I just this minute got back from the Village Vanguard, where I heard a special one-night-only old-fashioned “battle of the bands” in which the Vanguard Jazz Orchestra (which plays there every Monday night) squared off against Bob Brookmeyer‘s Europe-based New Art Orchestra, in town for the annual International Association for Jazz Education conference. Only there wasn’t any battle, not really. The Vanguarders were on their mettle tonight, but Bob Brookmeyer is no ordinary bandleader.
He is–just to start with–the greatest living composer of music for big band. I don’t call it “jazz” because Brookmeyer’s music, though it’s certainly jazz, is in certain important ways something else as well. He is one of the very few jazz composers to have mastered large-scale form, and his pieces have an organic wholeness and flow usually found only in classical music. He is also a superlative valve trombonist whose blunt, burry tone and no-nonsense solos are as recognizable as the face of a friend. He leads the New Art Orchestra with the lucid gestures of a first-class symphony conductor (think Fritz Reiner, not Leonard Bernstein). As for the band itself, I don’t know when I’ve heard better ensemble playing from any group, regardless of idiom. These guys crackle and burn–elegantly.

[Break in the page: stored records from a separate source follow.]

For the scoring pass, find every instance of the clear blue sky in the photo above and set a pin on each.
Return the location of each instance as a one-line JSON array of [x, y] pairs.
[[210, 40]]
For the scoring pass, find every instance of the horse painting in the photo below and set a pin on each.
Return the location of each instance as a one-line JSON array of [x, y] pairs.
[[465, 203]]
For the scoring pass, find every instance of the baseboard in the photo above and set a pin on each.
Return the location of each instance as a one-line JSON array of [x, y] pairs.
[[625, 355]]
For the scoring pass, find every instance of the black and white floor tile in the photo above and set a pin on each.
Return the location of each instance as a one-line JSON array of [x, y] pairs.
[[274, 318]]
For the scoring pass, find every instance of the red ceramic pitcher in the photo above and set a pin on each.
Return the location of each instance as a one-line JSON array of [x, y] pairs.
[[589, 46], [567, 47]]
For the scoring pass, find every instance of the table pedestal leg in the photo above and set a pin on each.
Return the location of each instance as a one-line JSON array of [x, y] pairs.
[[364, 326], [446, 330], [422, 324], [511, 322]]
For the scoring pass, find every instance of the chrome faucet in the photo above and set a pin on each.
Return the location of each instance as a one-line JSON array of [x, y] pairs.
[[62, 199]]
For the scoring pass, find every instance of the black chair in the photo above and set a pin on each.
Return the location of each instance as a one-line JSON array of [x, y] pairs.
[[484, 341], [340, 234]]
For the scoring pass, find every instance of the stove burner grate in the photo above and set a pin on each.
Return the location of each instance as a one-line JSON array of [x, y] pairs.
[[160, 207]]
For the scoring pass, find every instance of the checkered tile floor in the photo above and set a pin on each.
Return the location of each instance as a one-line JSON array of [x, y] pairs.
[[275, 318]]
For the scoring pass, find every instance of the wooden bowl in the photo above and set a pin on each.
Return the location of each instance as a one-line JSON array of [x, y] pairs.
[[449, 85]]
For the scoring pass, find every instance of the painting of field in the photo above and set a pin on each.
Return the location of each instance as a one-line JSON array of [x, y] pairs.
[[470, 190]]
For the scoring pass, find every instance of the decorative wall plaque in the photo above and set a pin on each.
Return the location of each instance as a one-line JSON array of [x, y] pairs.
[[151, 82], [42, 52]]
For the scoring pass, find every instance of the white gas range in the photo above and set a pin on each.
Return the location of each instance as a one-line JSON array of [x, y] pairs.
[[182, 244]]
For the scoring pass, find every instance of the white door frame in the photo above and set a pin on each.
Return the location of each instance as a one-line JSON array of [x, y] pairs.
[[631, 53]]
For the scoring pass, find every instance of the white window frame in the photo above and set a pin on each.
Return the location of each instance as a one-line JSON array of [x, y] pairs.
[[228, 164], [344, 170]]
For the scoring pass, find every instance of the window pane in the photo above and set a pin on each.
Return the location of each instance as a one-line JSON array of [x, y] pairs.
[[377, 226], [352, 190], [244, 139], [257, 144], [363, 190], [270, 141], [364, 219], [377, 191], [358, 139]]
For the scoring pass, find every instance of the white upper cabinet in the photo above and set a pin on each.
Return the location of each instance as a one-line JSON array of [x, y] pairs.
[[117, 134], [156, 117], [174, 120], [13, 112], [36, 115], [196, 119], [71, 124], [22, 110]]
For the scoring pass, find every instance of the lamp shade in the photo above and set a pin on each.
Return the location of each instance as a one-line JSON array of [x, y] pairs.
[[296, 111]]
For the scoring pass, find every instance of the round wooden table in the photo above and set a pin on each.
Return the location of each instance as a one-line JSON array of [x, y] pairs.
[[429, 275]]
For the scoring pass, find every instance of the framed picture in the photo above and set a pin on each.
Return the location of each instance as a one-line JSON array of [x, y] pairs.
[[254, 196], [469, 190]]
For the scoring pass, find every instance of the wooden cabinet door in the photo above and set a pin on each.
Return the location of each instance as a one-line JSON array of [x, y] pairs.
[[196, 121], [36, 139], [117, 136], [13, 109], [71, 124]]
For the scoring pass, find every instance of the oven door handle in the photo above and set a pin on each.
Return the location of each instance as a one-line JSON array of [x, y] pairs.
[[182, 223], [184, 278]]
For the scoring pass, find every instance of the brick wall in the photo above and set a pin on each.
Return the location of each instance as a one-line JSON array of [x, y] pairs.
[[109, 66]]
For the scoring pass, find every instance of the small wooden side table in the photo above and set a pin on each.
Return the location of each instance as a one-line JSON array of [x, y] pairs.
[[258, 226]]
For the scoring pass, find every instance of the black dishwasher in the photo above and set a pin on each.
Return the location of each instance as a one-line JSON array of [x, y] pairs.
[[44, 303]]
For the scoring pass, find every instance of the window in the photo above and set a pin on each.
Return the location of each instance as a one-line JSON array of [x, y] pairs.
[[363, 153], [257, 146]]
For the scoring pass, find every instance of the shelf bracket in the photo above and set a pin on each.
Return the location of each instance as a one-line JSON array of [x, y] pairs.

Brookmeyer and the Vanguard go back a long way. “I’ve spent more time in this place than in some of my previous marriages,” he said wryly at the start of the first set. In fact, he put in a memorable stretch as music director of the Vanguard band starting in 1978, after Thad Jones moved to Europe, and did some of his best composing and arranging for the group (which returned the compliment tonight by playing his celebrated version of Hoagy Carmichael’s “Skylark”). But his earlier efforts, impressive though they remain, don’t hold a candle to what he’s writing now. At 74, Brookmeyer has pared away the thorny dissonances of his middle-period style. His music is simpler, more linear, unequivocally tonal–and full of joy. It’s the sort of development one sometimes runs across in the work of major artists as they grow older and strip their art down to the barest of essentials. That’s what happened to Matisse and Bartók in their old age, and it’s what’s happening to Brookmeyer now.
I’ll have to put my thoughts in better order tomorrow morning in order to write about the Brookmeyer band for my “Second City” column in this Sunday’s Washington Post. I hope that what I write will profit from a good night’s sleep and a bit of reflection. But I also wanted to post a few lines tonight, while I’m still bubbling over with the excitement that comes from having heard the kind of performance that reminds us critics of why we do what we do. And no matter how well my column turns out, it won’t be any more to the point than the one-line note scribbled on a cocktail napkin that a musician friend passed to me midway through the first set: “Colors are flooding down the walls.” That’s just what it sounded like.